American reality TV show

Pit Bulls & Parolees is an American reality television series on Animal Planet. The series, which began in 2009, focuses on the Villalobos Rescue Center, a rescue for dogs, specifically pit bull dogs.

The show's mission, stated in voiceover during the show's opening credits by founder Tia Maria Torres, is twofold: to combat misconceptions about pit bulls and other similar dogs (often referred to as "bully breeds"), and to provide employment and a stable transition for recent parolees who are trying to return to society.

Episodes generally feature several stories, and usually include both a dog rescue as well as an adoption. Episodes also feature Tia and her family, including daughters Tania and Mariah, adopted twin sons Kanani and Moe, their wives Lizzy and Mariah (or "M2"), and the parolees who work for the rescue, performing daily care training duties and pit bull rescue missions.

==Background==
Pit Bulls & Parolees depicts the day-to-day operations at the Villalobos Rescue Center (VRC).
Torres started the shelter in Agua Dulce, California. In 2011, the shelter relocated to the Greater New Orleans in Louisiana.

In 2011 Tia Maria Torres had planned to move Villalobos to a small town called Tehachapi, California, around 75 miles north of where it had operated in Agua Dulce. It appeared to be an ideal place for VRC to relocate with the overabundance of pit bulls in Kern County and a prison facility in town, with newly released inmates looking for work.

VRC secured all the proper permits, yet at the final moment Kern County did not grant permission for the rescue to conduct their business in the remote area of Old West Ranch, Tehachapi. Losing all of her personal savings spent on the Tehachapi project and hundreds of man hours, Torres and the VRC were forced to remain at the Agua Dulce location.
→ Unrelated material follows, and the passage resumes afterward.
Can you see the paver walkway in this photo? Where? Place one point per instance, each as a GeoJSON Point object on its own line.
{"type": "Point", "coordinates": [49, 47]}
As the rules regarding kennel permits were becoming increasingly strict and expensive in Los Angeles County, the rescue announced on November 13, 2011, that they would be moving the facility out of California in order to survive financially. After considering various locations, it was the memories of VRC's rescue efforts during Hurricane Katrina that led the non-profit group to choose Louisiana for their new home. It took almost a year to make the entire move complete.

On January 1, 2012, Torres arrived with the last group of 30 of the total 160 dogs, making the state of Louisiana their sole permanent location. The rescue and adoption facility was located in the Upper 9th Ward of New Orleans, Louisiana, with various other satellite locations scattered throughout southern Louisiana.

On June 15, 2020, it was announced that the sixteenth season would premiere on July 25, 2020.

A 2021 episode illustrated continued damage the main rescue location in New Orleans gets from storms and hurricanes; in that episode, Torres announced that the rescue had secured another property in New Orleans and would be relocating to that property.

While the final season of new episodes was released in 2022, episodes from the show's existing library continue to air on Animal Planet weekdays at 1 PM EST.